In 2023, he was elected to the National Academy of Sciences.
== Life and work ==
Sellers completed his undergraduate degree at Howard University, earning cum laude distinction in psychology in 1985. Additionally, Sellers earned All-American Honors in football during his years at Howard University. In 1990, Sellers attended the University of Michigan where he completed his Ph.D. in personality psychology.

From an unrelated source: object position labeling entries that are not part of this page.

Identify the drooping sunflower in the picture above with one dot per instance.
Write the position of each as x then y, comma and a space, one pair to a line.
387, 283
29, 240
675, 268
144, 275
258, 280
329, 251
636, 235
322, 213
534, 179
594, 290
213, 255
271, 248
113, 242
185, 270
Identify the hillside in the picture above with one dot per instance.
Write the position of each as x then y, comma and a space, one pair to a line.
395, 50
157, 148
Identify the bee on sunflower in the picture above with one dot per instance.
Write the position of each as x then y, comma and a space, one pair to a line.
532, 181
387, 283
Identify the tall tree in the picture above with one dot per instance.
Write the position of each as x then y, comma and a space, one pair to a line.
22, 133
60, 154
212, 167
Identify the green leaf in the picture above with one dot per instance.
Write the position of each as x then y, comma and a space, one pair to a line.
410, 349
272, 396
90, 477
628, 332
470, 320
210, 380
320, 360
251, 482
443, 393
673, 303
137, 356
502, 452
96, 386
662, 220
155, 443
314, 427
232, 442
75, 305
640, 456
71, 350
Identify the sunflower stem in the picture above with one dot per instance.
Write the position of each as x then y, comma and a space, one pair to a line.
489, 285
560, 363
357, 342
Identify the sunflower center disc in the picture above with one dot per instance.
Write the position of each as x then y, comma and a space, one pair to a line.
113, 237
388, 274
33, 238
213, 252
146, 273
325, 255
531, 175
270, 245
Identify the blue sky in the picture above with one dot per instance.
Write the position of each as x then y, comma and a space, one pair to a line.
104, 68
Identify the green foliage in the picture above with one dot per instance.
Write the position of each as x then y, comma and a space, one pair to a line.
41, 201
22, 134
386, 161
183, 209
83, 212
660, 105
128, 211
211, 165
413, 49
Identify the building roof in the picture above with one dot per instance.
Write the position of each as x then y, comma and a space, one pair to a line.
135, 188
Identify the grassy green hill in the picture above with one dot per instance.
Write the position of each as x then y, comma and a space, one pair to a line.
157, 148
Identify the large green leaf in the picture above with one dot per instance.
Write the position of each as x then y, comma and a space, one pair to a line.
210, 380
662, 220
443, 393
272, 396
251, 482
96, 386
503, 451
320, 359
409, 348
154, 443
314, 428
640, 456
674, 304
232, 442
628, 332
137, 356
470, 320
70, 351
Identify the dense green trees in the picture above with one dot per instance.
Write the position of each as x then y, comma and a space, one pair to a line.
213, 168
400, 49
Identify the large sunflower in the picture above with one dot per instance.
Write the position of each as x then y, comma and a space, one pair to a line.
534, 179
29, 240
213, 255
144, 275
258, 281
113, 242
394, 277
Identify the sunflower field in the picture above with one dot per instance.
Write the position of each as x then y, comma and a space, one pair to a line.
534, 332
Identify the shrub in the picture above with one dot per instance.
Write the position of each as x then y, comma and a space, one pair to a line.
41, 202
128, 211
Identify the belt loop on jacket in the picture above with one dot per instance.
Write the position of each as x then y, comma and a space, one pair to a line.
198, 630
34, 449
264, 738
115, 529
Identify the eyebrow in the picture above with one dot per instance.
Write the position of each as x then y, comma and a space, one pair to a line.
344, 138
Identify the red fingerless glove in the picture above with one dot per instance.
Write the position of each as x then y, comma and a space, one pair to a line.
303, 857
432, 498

After earning his Ph.D., Sellers became an assistant and associate professor in the department of psychology at the University of Virginia. In 1997, he went back to the University of Michigan to begin teaching and continue his research. For four years, Sellers served as associate chair in the department of psychology before being appointed department chair in 2011. In 2015, Sellers became the Vice Provost for Equity, Inclusion, and Academic Affairs as well as the Charles D. Moody Collegiate Professor of Psychology and Education

Sellers’ research focuses on the effect of race in one's self-construal, specifically in relation to African American identity. He is also interested in the psychology of African American student athletes. He has conducted multiple studies on the effect of race on the psychological distress, mental health and self-confidence of African American youth.

Sellers is one of the founders of the Center for the Study of Black Youth in Context (CSBYC), an organization that researches the development of young African Americans and aims to better understand their strengths in order to give them tools to protect against race specific challenges they may face in their lives.

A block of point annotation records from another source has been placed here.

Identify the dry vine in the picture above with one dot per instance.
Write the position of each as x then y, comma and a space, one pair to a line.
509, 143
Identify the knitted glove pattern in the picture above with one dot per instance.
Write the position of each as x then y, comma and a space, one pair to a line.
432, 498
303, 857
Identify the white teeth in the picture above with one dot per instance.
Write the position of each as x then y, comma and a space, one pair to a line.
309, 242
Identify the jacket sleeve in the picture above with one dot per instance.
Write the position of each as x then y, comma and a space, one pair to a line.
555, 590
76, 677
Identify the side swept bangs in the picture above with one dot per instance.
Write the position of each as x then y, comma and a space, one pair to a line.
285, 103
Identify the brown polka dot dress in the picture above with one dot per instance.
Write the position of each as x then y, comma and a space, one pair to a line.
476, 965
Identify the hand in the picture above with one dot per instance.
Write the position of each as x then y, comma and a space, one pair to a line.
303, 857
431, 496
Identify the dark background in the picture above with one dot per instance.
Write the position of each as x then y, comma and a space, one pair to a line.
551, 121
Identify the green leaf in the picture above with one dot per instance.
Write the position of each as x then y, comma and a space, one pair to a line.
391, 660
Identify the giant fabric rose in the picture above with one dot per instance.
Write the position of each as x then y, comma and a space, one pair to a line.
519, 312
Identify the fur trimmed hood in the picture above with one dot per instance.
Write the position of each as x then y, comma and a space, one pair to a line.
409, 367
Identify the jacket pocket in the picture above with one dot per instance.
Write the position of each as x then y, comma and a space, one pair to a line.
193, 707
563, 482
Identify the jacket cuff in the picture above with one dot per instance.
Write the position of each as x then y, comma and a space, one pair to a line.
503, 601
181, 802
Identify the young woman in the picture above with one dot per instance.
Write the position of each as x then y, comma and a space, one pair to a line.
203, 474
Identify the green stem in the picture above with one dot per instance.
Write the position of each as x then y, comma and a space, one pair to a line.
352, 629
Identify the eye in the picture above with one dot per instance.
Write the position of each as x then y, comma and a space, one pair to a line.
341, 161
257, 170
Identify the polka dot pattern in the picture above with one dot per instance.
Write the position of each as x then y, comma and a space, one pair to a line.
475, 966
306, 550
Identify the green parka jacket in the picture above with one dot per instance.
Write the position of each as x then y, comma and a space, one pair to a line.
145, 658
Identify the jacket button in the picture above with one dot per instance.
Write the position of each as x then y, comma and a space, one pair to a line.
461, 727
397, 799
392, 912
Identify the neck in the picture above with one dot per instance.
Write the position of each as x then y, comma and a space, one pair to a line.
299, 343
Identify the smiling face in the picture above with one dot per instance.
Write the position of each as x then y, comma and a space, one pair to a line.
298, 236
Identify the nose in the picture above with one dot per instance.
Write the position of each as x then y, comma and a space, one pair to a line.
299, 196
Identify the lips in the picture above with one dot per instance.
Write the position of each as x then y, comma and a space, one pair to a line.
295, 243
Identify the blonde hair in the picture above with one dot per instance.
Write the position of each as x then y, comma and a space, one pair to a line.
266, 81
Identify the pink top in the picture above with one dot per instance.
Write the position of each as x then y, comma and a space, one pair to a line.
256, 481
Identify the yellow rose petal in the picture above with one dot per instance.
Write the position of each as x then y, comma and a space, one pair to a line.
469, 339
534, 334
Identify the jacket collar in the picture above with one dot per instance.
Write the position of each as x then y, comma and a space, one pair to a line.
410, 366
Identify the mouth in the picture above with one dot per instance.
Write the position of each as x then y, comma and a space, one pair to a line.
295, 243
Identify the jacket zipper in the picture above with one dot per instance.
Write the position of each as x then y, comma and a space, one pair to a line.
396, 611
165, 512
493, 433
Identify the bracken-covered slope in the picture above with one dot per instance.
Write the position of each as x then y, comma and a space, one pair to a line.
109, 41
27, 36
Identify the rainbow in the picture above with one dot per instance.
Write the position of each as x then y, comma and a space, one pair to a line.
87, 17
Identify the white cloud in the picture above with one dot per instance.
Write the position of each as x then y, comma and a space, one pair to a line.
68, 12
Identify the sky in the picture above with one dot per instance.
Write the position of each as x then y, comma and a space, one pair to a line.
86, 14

One of Sellers’ most notable contribution to psychology is his creation of Multidimensional Model of Racial Identity (MMRI) for African Americans authored with Mia A. Smith, J. Nicole Shelton, Stephanie A. J. Rowley, and Tabbye M. Chavous. This model includes four dimensions (salience, centrality, regard, and ideology), capturing both qualitative meaning, cultural, and historical experiences of African Americans.

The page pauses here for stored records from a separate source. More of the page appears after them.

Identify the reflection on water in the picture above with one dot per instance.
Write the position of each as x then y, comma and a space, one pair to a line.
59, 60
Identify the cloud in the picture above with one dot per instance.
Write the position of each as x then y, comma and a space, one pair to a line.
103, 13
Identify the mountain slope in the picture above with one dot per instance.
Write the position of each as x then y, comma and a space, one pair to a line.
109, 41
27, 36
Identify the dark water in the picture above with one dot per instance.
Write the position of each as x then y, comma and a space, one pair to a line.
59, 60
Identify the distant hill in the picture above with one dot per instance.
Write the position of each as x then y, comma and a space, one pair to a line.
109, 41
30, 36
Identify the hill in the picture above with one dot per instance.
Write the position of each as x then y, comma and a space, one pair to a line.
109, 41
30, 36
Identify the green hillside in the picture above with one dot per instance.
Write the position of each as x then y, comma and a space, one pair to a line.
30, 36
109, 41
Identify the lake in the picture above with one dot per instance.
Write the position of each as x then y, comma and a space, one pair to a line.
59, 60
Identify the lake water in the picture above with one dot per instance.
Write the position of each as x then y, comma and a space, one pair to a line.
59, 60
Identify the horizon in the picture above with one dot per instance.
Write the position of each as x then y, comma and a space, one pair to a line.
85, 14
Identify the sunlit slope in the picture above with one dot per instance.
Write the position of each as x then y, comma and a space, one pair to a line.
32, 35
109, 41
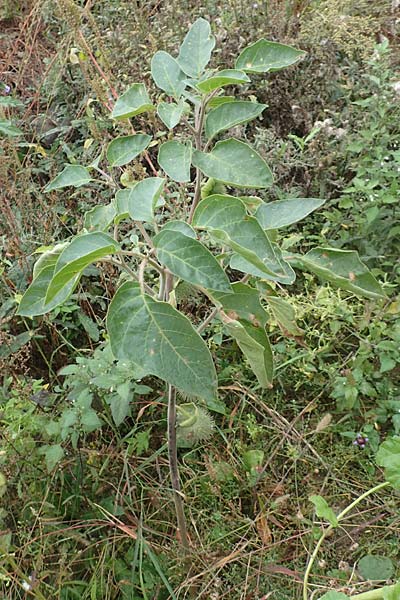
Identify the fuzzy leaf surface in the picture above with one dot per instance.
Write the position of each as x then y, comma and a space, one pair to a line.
190, 260
234, 163
125, 148
282, 213
231, 114
264, 56
161, 341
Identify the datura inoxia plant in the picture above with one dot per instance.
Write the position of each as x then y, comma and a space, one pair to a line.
195, 221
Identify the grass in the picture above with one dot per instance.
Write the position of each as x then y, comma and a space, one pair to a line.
101, 525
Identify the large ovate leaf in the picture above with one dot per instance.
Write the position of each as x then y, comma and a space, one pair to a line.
187, 258
170, 113
388, 457
140, 201
175, 159
167, 74
324, 511
342, 268
226, 219
161, 341
33, 301
243, 304
231, 114
196, 48
234, 163
264, 56
282, 213
80, 253
100, 217
220, 79
132, 102
254, 343
125, 148
72, 175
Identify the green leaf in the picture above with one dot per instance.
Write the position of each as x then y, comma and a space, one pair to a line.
99, 218
33, 301
375, 568
81, 252
226, 219
132, 102
334, 596
125, 148
254, 343
388, 456
72, 175
180, 226
324, 511
221, 78
234, 163
140, 201
190, 260
285, 315
8, 129
264, 56
170, 113
243, 304
52, 455
161, 341
342, 268
175, 159
274, 215
391, 592
231, 114
196, 48
167, 74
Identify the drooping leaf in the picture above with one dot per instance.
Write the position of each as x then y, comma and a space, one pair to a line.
254, 343
375, 568
282, 213
167, 74
334, 596
99, 218
140, 201
161, 341
81, 252
231, 114
196, 48
285, 315
190, 260
180, 226
264, 56
234, 163
175, 159
170, 113
243, 304
8, 129
323, 510
388, 457
222, 78
226, 219
125, 148
132, 102
342, 268
72, 175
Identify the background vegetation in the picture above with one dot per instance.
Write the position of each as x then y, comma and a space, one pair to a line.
85, 509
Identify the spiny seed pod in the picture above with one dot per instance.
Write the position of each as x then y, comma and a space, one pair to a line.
194, 423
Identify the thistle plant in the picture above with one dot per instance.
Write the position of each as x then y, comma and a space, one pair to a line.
195, 220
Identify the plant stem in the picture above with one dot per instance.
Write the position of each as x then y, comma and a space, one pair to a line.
173, 467
329, 529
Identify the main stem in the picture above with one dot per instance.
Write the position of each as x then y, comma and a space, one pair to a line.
173, 467
328, 530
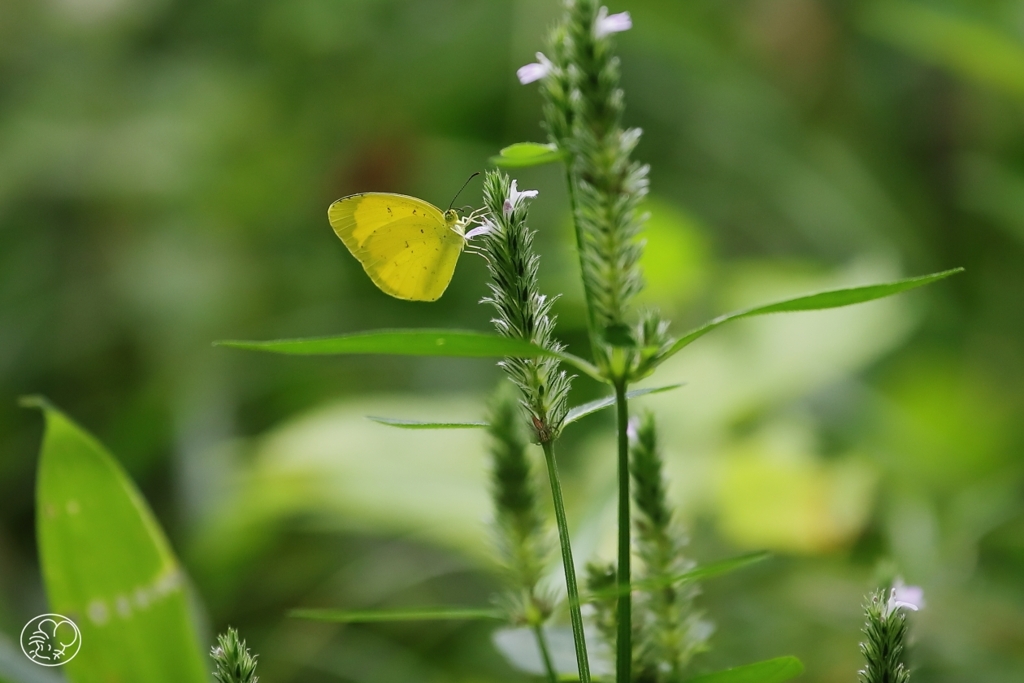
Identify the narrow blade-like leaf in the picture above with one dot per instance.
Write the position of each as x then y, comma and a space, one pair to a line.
601, 403
414, 424
819, 301
457, 343
696, 573
522, 155
452, 343
412, 614
573, 414
769, 671
108, 566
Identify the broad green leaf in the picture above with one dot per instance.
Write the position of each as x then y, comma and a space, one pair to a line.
452, 343
601, 403
573, 414
819, 301
769, 671
413, 614
522, 155
15, 668
414, 424
108, 565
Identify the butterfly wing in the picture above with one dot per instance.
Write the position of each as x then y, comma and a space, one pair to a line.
402, 243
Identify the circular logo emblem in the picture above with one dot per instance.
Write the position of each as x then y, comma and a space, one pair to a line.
50, 640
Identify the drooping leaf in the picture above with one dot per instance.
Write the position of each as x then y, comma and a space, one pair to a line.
451, 343
696, 573
108, 566
415, 424
15, 668
769, 671
411, 614
522, 155
600, 403
819, 301
573, 414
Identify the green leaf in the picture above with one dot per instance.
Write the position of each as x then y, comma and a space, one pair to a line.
522, 155
573, 414
715, 568
696, 573
414, 424
452, 343
108, 566
15, 668
601, 403
414, 614
983, 52
820, 301
769, 671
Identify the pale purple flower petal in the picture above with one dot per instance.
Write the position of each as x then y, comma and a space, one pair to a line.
484, 227
536, 71
607, 25
911, 597
512, 201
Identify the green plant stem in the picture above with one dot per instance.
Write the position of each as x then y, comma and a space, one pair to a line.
570, 584
542, 644
591, 327
624, 644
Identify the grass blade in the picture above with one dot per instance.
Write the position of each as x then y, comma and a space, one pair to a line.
522, 155
108, 565
819, 301
697, 573
415, 424
601, 403
573, 414
412, 614
769, 671
451, 343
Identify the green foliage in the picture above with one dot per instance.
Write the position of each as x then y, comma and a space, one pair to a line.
669, 630
819, 301
885, 640
770, 671
524, 155
573, 414
232, 663
404, 614
108, 565
583, 114
522, 312
519, 524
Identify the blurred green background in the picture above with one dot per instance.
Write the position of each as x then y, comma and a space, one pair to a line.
165, 170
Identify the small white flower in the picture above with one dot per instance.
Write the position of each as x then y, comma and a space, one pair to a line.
484, 227
536, 71
607, 25
911, 597
512, 201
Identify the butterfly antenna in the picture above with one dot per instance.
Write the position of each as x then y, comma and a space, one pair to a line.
463, 187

== Awards and recognition ==

- Past President of the Society for the Psychological Study of Ethnic Minority Issues, 2009-2010 (Division 45 of the American Psychological Association).
- A fellow of Division 8 (Society for Personality and Social Psychology) and Division 45 (Society for the Psychological Study of Culture, Ethnicity, and Race) of the American Psychological Association as well as a fellow of the Association for Psychological Science.
- Theodore Millon Mid-Career Award in Personality Psychology from the American Psychology from the American Psychological Foundation, 2011.
- American Psychological Association Minority Fellowship Program Research Achievement Award, 1997
- APAGS Kenneth & Mamie Clark Award for Outstanding Contribution to the Professional Development of Ethnic Minority Graduate Students 2014

== Personal life ==
Sellers married Tabbye Chavous, a professor of psychology and education at the University of Michigan. The couple met at the University of Virginia, and co-authored the Multidimensional Model of Racial Identity (MMRI) in 1998. Chavous currently holds Sellers' former position as the Vice Provost for Equity and Inclusion & Chief Diversity Officer for the University of Michigan. His mother, Eddie Lee Ralls Sellers, worked as a nurse, and opened her own community health center. His father, Richard David Sellers, was a Presbyterian minister. He was born in Morgantown, West Virginia and grew up with two brothers, David and Daniel, and one sister, Gwendolyn. He began playing football at age 6 and continued his career at Howard University, where he received All-American honors.